French police detained five people, including at least three minors, early yesterday for questioning in the search for arsonists who set fire to a bus and seriously burned a woman passenger in Marseille.
The five, one only 14-years-old, were taken into custody after a pre-dawn police raid in the area where a bus was doused with petrol and set alight on Saturday, a source close to the probe said.
A 26-year-old Senegalese university student trapped on the bus was in hospital in critical condition with burns to more than 60 percent of her body, as France feared more nationwide street violence like the riots which rocked the country last year.
The attack was the worst incident in a surge of urban violence last weekend that coincided with the anniversary of riots that erupted across high-unemployment, mainly immigrant suburbs last year.
The prosecutor's office has opened a formal investigation for arson causing serious bodily harm or permanent injury, a crime liable to up to 30 years in prison.
About 50 police officers took part in yesterday's raid, which lasted about an hour and went off without incident, according to the source.
Police in plain clothes raided several apartment buildings in the suburbs of Marseilles in their hunt for the culprits.
"This is my son, he's 14, he has an alibi," cried one of the youth's father as police whisked him away in the raid.
The daily Le Parisien newspaper yesterday reported that the perpetrators of the attack on the bus had reportedly been filmed by a video system on the vehicle.
French Prime Minister Dominique de Villepin and Interior Minister Nicolas Sarkozy vowed on Monday that everything would be done to catch the perpetrators who targeted the bus.
Sarkozy said those responsible would be brought to justice.
"Believe me, we will find them," he said after an emergency meeting with Villepin and transport chiefs.
"This is a promise I made to the family" of the woman, Mama Galledou, Sarkozy said. "And this promise will be kept."
The woman had recently obtained a master's degree in nutrition at a Marseille university, where shocked friends were to hold a rally in her support early yesterday.
The head of the burns clinic treating the injured woman, Jean-Claude Manelli said her face, legs, arms, hands and throat were burnt, exposing her to breathing, neurological and infectious problems.
She was on artificial respiration and in an artificial coma.
Although the driver and other passengers escaped in time, the woman was unable to do so.
Villepin said he looked to toughening laws against those involved in such attacks, including against minors. He also urged witnesses to come forward so that the arsonists could be "brought before the courts."

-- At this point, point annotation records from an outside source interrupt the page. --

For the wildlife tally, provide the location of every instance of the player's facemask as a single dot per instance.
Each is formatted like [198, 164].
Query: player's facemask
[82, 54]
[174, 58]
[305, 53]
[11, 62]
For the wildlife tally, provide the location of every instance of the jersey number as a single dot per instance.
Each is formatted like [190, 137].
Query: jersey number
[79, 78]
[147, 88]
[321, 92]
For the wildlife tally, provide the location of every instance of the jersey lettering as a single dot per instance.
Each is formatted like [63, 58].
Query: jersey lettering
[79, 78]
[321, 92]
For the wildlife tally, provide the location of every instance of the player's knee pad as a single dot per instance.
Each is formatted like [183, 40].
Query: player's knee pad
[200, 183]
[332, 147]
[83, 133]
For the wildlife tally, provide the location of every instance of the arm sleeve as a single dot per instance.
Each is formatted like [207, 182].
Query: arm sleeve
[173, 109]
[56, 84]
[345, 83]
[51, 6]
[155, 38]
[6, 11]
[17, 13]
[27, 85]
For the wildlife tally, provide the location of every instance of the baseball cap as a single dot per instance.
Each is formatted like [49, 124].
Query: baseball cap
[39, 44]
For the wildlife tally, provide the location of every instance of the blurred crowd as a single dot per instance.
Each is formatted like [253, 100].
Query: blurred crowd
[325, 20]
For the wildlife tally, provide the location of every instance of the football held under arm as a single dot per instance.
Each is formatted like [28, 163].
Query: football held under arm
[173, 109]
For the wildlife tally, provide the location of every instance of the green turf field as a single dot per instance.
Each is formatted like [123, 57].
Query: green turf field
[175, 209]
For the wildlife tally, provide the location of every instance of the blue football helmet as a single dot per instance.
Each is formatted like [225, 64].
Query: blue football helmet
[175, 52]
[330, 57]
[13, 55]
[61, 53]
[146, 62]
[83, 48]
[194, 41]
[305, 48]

French President Jacques Chirac said in an interview in Le Figaro newspaper yesterday that France must remain "firm in the face of violence" while working to guarantee opportunity to all citizens, including immigrants and their children.
"Everyone must be conscious of their role in society and reject violence," Chirac said, adding that the "situation remains difficult in certain areas."
He was buoyed by jobless figures showing unemployment fell to 8.8 percent of the workforce in September. In some areas worst-hit by last year's riots the jobless rate is as high as 40 percent.
Bus drivers in Marseille and Nice resumed work on Monday after stoppages to protest the attack.